5 thoughts on “Sisters: Flowers from the same garden, just transplanted

  1. Hi Babs –

    I didn’t see your email address on the site, so my apologies for doing this in comments.

    I write a blog called Special Needs Parent (address below) which is geared towards parents of children with disabilities (of which I have two) of all kinds, from mild learning disabilities to children in a vegetative state.

    On Tuesdays, I feature another blogger, and wondered if you’d be interested. This would entail me sending you interview questions, and then your answers would be posted, along with your photo (if you’re comfortable with that) and a link back to your blog.

    Please let me know if you’re interested, and thank you for your consideration.

    Michele Wilcox
    Special Needs Parent

  2. Howdy Sis!

    How true is this? I have relatives that live close to me as well, but spend more time speaking with you hundreds of miles away because I see you online more. I’m glad we’re sisters.

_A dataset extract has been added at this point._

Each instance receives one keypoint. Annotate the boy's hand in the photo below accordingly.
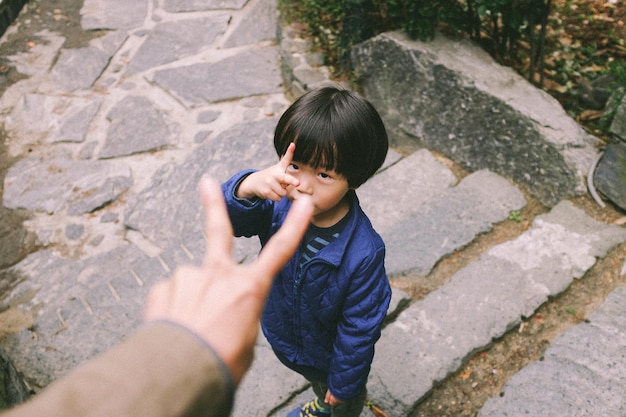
(270, 183)
(331, 399)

    The truth is our society has become isolationist. We are all spread out. This is even true IN OUR HOMES! Many children are allowed to watch tv in their rooms [not mine]. I’ve had friends tell me, “What’s the big deal – they like shows I don’t.”

    I’ll tell you what the big deal is – – even within our own home we rarely see each other if the kids have their own tv’s, computers and more. It takes a monumental effort, but in my mind, I truly believe it’s worth it to try and spend time with people you love. Raising kids to have a feeling of worth and familial closeness does a lot to increase their capacity to handle life as an adult.

    IMHO, life is worth living when you stay in touch with your “people” – with your kids, your husband and your sisters. I’m glad you touch my life every week. It brings a smile to my heart!


  3. Thanks for the comment on my blog. Nice to know that someone is already reading it! I look forward to reading yours too!